S'intromise il cuore che aveva anche lui qualcosa da
dire contro i polmoni:
"Con l'aria che respirano, piena di CO2 e povera di
ossigeno, protestano pure."
Rispose il polmone destro, spalleggiato dal
sinistro:
"E che è? È colpa nostra se don Gennaro vive nel
Bronx?"
"Calma - disse il timo che spiegò - aspettiamo le
disposizioni di don Gennaro. Le elezioni si tengono
col rispetto delle regole. Vediamo don Gennaro cosa
deciderà in proposito: se vuole un governo
monocamerale a maggioranza assoluta, oppure il
bicamerale con maggioranza relativa e sbarramento o
meno del 3%."
Disse il rene sinistro:
"A me andrebbe bene la maggioranza relativa senza
sbarramenti, questo per dare spazio alle minoranze."
Uno dei testicoli udite le superiori rimostranze
essendo in declivio all'interno dello scroto, disse:
"Non facciamo supposizioni. Aspettiamo domani quando
don Gennaro emanerà le disposizioni generali. Solo
allora potremo formare i nostri partiti e decidere
gli accorpamenti."
Gli altri organi tacquero rimuginando nei precordi e
preparandosi alla lotta. Il fegato già presagiva la
rivalsa: se non funziono io tutto va in tilt. Come
minimo devo avere la carica di ministro nel nuovo
parlamento. I testicoli di rimando: se non fanno
quello che diciamo noi, non si fotte più.
Cervello, cervelletto, bulbo e restante contingente
del sistema nervoso centrale temevano la secessione:
il sistema nervoso vegetativo avrebbe reclamato più
autonomia con federalismo carnale e sganciamento
totale dalla volontà.

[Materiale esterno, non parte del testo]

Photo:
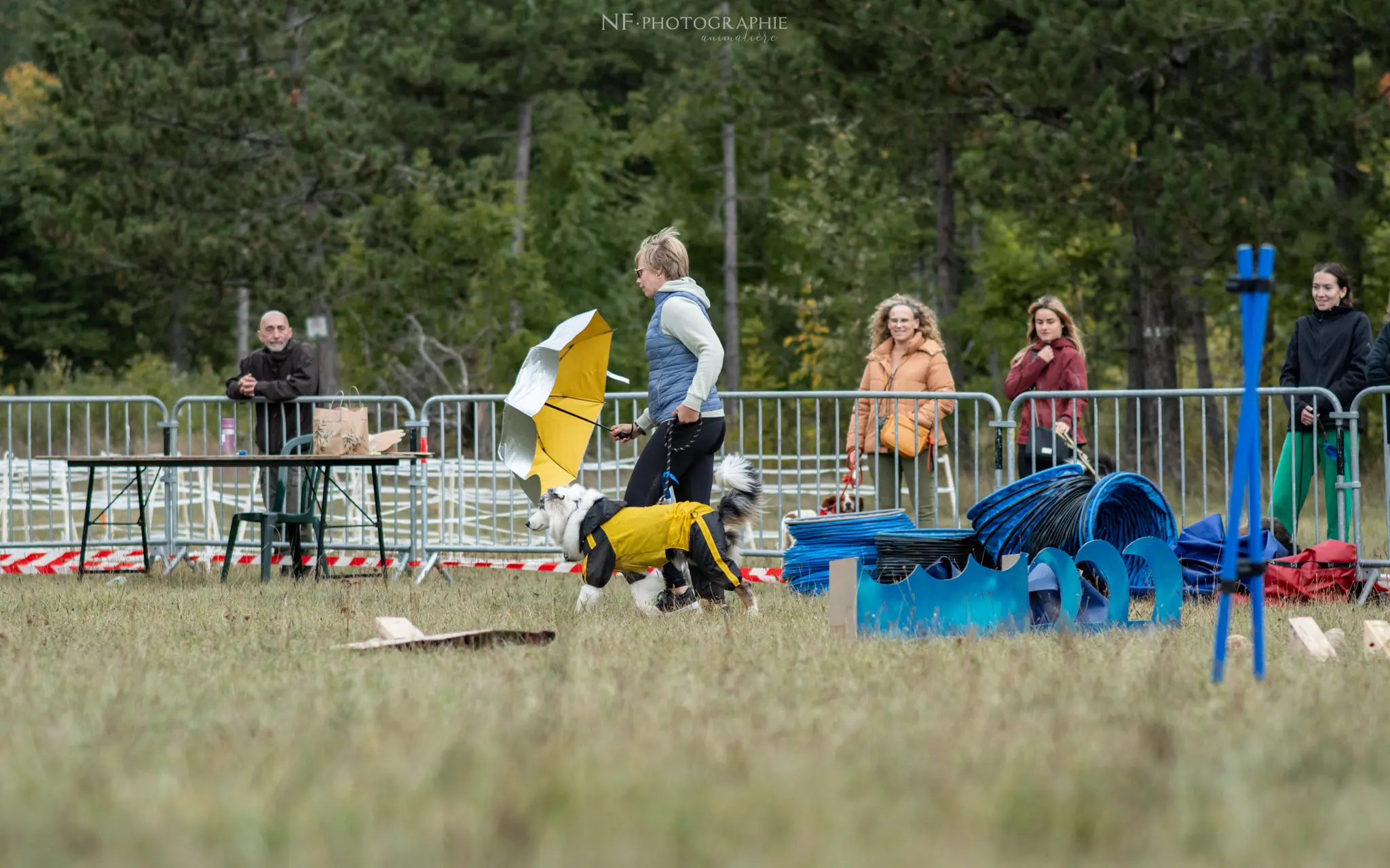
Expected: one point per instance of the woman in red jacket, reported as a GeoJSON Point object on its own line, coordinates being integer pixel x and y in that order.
{"type": "Point", "coordinates": [1053, 362]}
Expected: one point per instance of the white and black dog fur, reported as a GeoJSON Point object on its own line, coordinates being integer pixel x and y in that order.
{"type": "Point", "coordinates": [563, 509]}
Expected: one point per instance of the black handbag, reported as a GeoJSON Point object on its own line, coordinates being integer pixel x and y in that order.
{"type": "Point", "coordinates": [1045, 449]}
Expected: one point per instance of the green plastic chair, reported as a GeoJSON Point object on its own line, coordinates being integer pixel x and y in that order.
{"type": "Point", "coordinates": [277, 514]}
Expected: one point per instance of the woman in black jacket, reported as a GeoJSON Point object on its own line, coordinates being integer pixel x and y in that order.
{"type": "Point", "coordinates": [1330, 347]}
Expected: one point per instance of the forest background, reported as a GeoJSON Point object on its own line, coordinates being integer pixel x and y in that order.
{"type": "Point", "coordinates": [443, 181]}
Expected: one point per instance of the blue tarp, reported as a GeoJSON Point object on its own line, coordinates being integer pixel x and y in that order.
{"type": "Point", "coordinates": [1199, 550]}
{"type": "Point", "coordinates": [829, 537]}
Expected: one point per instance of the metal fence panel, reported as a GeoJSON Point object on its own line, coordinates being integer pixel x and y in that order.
{"type": "Point", "coordinates": [208, 497]}
{"type": "Point", "coordinates": [43, 499]}
{"type": "Point", "coordinates": [797, 439]}
{"type": "Point", "coordinates": [1183, 440]}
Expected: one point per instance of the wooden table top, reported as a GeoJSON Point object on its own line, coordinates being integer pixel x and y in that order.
{"type": "Point", "coordinates": [381, 460]}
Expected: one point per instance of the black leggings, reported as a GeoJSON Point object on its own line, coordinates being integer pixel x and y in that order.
{"type": "Point", "coordinates": [692, 464]}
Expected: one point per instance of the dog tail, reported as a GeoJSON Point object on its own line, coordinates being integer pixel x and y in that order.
{"type": "Point", "coordinates": [743, 492]}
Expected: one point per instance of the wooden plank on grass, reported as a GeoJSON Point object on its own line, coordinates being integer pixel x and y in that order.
{"type": "Point", "coordinates": [844, 589]}
{"type": "Point", "coordinates": [398, 628]}
{"type": "Point", "coordinates": [1307, 639]}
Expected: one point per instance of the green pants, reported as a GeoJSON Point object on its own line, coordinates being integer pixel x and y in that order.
{"type": "Point", "coordinates": [922, 484]}
{"type": "Point", "coordinates": [1289, 500]}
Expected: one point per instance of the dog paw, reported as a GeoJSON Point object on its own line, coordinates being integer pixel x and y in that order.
{"type": "Point", "coordinates": [588, 599]}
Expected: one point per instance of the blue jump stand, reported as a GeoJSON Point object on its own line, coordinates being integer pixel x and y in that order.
{"type": "Point", "coordinates": [985, 602]}
{"type": "Point", "coordinates": [1254, 288]}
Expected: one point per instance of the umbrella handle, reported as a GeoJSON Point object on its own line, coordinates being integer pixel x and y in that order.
{"type": "Point", "coordinates": [577, 415]}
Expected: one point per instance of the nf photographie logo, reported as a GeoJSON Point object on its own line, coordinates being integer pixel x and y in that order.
{"type": "Point", "coordinates": [627, 21]}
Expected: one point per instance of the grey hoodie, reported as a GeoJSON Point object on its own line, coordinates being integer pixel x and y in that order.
{"type": "Point", "coordinates": [685, 322]}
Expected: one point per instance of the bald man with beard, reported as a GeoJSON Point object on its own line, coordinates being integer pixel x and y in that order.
{"type": "Point", "coordinates": [280, 371]}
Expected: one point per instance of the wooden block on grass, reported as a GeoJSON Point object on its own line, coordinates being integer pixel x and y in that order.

Il Sistema Immunitario voleva
leggi più severe: cacciamo senza mezzi termini tutti
i microbi rom che s'intromettono nel corpo da
clandestini. C'era fermento e grande eccitazione con
sconquasso generale. Il povero don Gennaro si era
svegliato tutto gonfio: occhi, faccia, pancia come
palloni. Allo specchio non si riconobbe più: e che
è?
Aveva brufoli in fronte e sulle braccia. Si lavò e
corse all'ASL. Adesso muoio, si ripeteva. L'addetto
che dava i numeri per le prenotazioni dal dottore lo
aveva squadrato:
"Don Gennaro, ma che avete fatto?"
"Niente. Avevo solo pensato di ringiovanire con
qualche cura."
"Siete gonfio. Qualche allergia."
"Non lo so. Per questo sto qui."
"Solo questo dottore dà la cura esatta."
"Forse ho mangiato troppo ieri."
"Fidatevi del dottore. Solo lui conosce il vostro
corpo."
Al medico aveva mostrato le piaghe sviluppatesi
nella notte. Il dottore aveva detto:
"Non è allergia. Non di questi tempi. So cosa è.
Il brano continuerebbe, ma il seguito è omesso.